7. Praise your little one when they use the toilet successfully!
They love getting praised for doing a good job and it encourages them to keep up the good work. At one point Aryan high fived me with a “good job mommy” every time I used the toilet.
8. Take away all the nappies
Even if it means leaving your toddler to run around naked. Aryan however preferred to wear his undies, but for the first 3 days that’s all he wore… undies and a shirt.
9. Monkey see, monkey do
Your child will potty-train easier when he gets to copy someone’s behavior, be it the friends at school or you at home. Don’t be scared to take your toddler to the toilet with you (who am I kidding, they follow us there anyways).
10. Start by teaching your boy to go sitting down
Get them well into routine before you try to teach them standing up. When Aryan goes to the toilet he still sits down, and when he is playing outside, I allow him to practice doing it standing in the plants.
11. Expect Regressions – it’s normal for toddlers to do excellent in a milestone and then suddenly regress. Be firm, but don’t get angry. Assure your toddler that you are there to help him and just take him/her to the potty every now and then again until they are back on track.
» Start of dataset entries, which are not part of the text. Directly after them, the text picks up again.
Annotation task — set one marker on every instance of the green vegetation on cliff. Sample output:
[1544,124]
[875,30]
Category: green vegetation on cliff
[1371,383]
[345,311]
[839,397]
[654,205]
Please Note – I am by NO means a potty-training expert, gosh I spent more time scrubbing poo out of the mat than I did changing nappies and I suddenly did not mind buying nappies or washing and hanging my cloth, because potty-training IS an inconvenience. In fact having your toddler Poo on the ONE MAT in the entire house, Finding poop in the strangest of places or, Changing more undies than you did nappies, Having your toddler tell you to say goodbye to your “nappies” (TMI?), Getting a high five and “good job mommy” every time he sees you use the toilet (yes, even in a large public restroom), Running faster than Usain Bolt through a shopping mall because your toddler needs to go NOW, or my favorite – Having to pull off the road or closest garage because your toddler suddenly has the urge to go wee in the middle of nowhere, literally 5 minutes after you left and asked him a million times if he is sure he does not need to go BEFORE we leave is quite possibly the best description of an inconvenience, BUT once you reach the end, it is also the biggest relief! In this post I am only sharing our very own experience and what did and didn’t work for us. This does not mean that it will 100% work for your family, but I sure hope it does give you some direction as to where to start. Last but not least, take a deep breath and enjoy this journey with your little one – you get to do this with him and that’s a privilege on its own.
Good luck mama and may the odds be ever in your favour.